Una carrera musical original
El recorrido discográfico de Pike ha sido particularmente interesante.
Tras el carácter orquestal de Norastoria (2024), llegó Evergreen (2024),
un trabajo de piano para el descanso y la meditación. Luego, Phraxia (2025)
incorporó sintetizadores y otras texturas.
En el nuevo trabajo todas esas experiencias convergen. Es un
álbum equilibrado y maduro que tiene la grandiosidad de sus primeras
composiciones orquestales, con una delicadeza, intensidad y riqueza armónica
por igual.
La canción que dio nombre al
álbum
El tema central, también titulado Ayloradia, tiene
una historia particular.

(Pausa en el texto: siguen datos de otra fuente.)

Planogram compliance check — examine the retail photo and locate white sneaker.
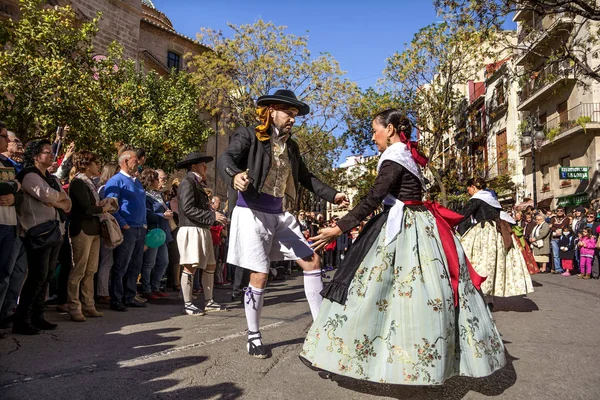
[183,303,206,316]
[204,300,227,312]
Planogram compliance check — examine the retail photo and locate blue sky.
[153,0,516,162]
[153,0,437,88]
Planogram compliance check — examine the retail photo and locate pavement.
[0,273,600,400]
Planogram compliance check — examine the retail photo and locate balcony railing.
[544,103,600,139]
[469,84,486,104]
[519,63,572,103]
[517,12,575,59]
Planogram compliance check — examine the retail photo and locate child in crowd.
[558,225,575,276]
[578,227,596,279]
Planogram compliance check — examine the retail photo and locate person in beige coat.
[529,214,550,272]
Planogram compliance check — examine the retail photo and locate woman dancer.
[459,178,533,307]
[301,110,505,385]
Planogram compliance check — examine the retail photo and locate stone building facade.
[0,0,229,198]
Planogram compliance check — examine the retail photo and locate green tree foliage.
[0,0,98,140]
[0,0,212,169]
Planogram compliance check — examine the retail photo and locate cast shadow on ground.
[326,351,517,400]
[117,356,243,400]
[494,296,540,313]
[266,337,304,351]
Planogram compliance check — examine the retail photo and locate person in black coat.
[177,153,227,315]
[67,151,111,322]
[218,90,348,358]
[558,226,576,276]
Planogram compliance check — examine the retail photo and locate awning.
[556,192,590,207]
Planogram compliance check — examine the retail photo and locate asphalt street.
[0,273,600,400]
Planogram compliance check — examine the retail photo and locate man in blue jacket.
[104,151,147,311]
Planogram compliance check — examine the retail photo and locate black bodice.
[338,160,423,232]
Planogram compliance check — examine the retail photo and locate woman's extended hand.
[309,226,342,250]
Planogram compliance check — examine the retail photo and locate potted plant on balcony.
[546,127,560,142]
[575,115,592,133]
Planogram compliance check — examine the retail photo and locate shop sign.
[558,167,590,181]
[556,192,590,207]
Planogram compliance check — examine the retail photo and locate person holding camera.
[13,140,71,335]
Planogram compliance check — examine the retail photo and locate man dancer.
[550,207,571,274]
[218,90,348,358]
[177,153,227,315]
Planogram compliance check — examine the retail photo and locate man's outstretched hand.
[333,193,350,207]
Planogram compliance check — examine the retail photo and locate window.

La composición toma como punto de partida una pieza
anterior llamada Moonbloom, incluida en Evergreen. Pike
consideraba que aquella melodía aún tenía potencial, por lo que decidió seguirla
trabjanado con una nueva instrumentación de cuerdas y percusión.
El tema resume con precisión la identidad de todo el álbum: una
pieza romántica y evocadora con melodías sencillas pero memorables, arreglos
elegantes y una fuerza auténtica. La escucha nos deja la sensación de estar
ante la banda sonora de una película que aún no existe: nos invita tanto a la
introspección profunda como a la exploración de posibles mundos imaginarios.
El emotivo cierre de Cassian
Rising
Uno de los momentos más significativos del disco llega con Cassian
Rising, el tema que cierra el álbum. Según explicó Pike, la composición
quedó terminada justo antes del nacimiento de su primer hijo. El músico
finalizó la última sesión de violonchelo y poco después se dirigió al hospital,
donde horas más tarde nacería Cassian. El final del álbum es toda una
celebración para nuevos comienzos.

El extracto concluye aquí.